With well-planned good timing, the March 2011 issue of The Atlantic features “Mind and Machine,” by Brian Christian. Christian participated in the 2009 edition of the Turing Test, an annual competition in which computer programs vie for the Most Human Computer award by holding “conversations” with human judges. The computer that fools the most judges wins the prize, and any computer that fools more than 30% of them is considered to have “passed” the Turing Test — named after computer pioneer and mathematician Alan Turing, who proposed that computers would have human-like intelligence when there was no way (other than peeking around the curtain) to tell them apart from human responders:
The test is named for the British mathematician Alan Turing, one of the founders of computer science, who in 1950 attempted to answer one of the field’s earliest questions: can machines think? That is, would it ever be possible to construct a computer so sophisticated that it could actually be said to be thinking, to be intelligent, to have a mind? And if indeed there were, someday, such a machine: how would we know?

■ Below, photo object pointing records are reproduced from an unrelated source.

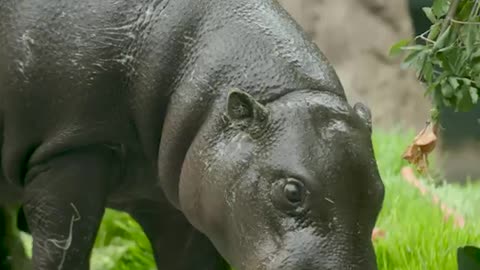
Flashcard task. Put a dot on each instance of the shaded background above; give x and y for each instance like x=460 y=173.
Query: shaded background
x=356 y=36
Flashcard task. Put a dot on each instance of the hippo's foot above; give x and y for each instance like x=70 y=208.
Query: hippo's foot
x=177 y=244
x=64 y=203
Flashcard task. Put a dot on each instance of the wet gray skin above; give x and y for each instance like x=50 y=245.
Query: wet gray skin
x=217 y=124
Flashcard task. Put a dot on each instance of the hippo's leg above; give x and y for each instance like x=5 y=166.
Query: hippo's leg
x=64 y=203
x=177 y=244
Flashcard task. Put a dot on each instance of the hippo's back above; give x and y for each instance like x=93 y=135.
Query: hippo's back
x=66 y=76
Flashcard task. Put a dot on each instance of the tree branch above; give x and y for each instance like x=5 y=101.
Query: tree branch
x=451 y=13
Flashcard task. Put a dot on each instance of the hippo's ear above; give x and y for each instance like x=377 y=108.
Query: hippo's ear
x=243 y=108
x=364 y=113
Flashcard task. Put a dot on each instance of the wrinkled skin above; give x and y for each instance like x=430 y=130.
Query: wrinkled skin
x=218 y=125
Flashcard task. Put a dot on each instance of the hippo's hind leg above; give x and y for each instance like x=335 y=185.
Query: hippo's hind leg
x=177 y=244
x=64 y=202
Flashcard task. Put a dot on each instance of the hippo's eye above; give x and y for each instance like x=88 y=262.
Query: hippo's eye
x=294 y=191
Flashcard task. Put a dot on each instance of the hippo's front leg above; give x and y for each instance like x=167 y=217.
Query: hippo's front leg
x=64 y=203
x=176 y=243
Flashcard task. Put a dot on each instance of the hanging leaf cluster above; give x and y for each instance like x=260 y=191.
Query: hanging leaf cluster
x=446 y=58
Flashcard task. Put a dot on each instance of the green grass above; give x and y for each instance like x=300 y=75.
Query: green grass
x=416 y=235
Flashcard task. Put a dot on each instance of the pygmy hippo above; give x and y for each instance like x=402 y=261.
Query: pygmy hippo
x=217 y=124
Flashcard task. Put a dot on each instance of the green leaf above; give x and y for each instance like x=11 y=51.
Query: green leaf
x=471 y=37
x=429 y=13
x=464 y=10
x=464 y=99
x=474 y=94
x=447 y=90
x=442 y=40
x=397 y=47
x=428 y=71
x=440 y=7
x=413 y=59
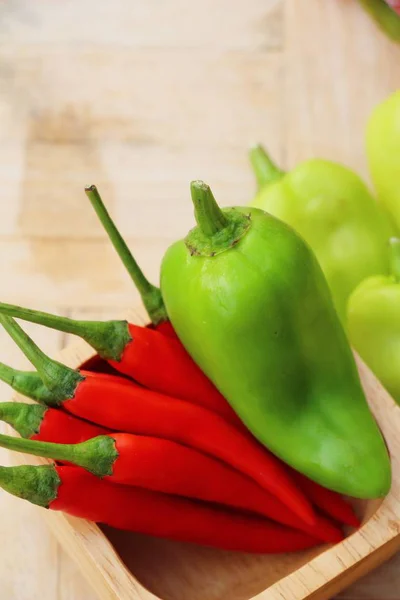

Instead of debating this question on purely theoretical grounds, Turing proposed an experiment. Several judges each pose questions, via computer terminal, to several pairs of unseen correspondents, one a human “confederate,” the other a computer program, and attempt to discern which is which. The dialogue can range from small talk to trivia questions, from celebrity gossip to heavy-duty philosophy — the whole gamut of human conversation. Turing predicted that by the year 2000, computers would be able to fool 30 percent of human judges after five minutes of conversation, and that as a result, one would “be able to speak of machines thinking without expecting to be contradicted.”
The bar seems rather low at 30%, but even at that level no computer has yet passed the test (although one did come very close in 2008). So it seems that being able to decipher a human sentence and being able to converse like one are quite different skills, and so far Watson and his metal mates have been able to master only the first of them.
As computer scientist John Seely Brown quipped, reported by John Markoff in the New York Times, “The essence of being human involves asking questions, not answering them.” And Peter McKnight rightly emphasized that “Deep QA software exercises no judgment and possesses no wisdom.”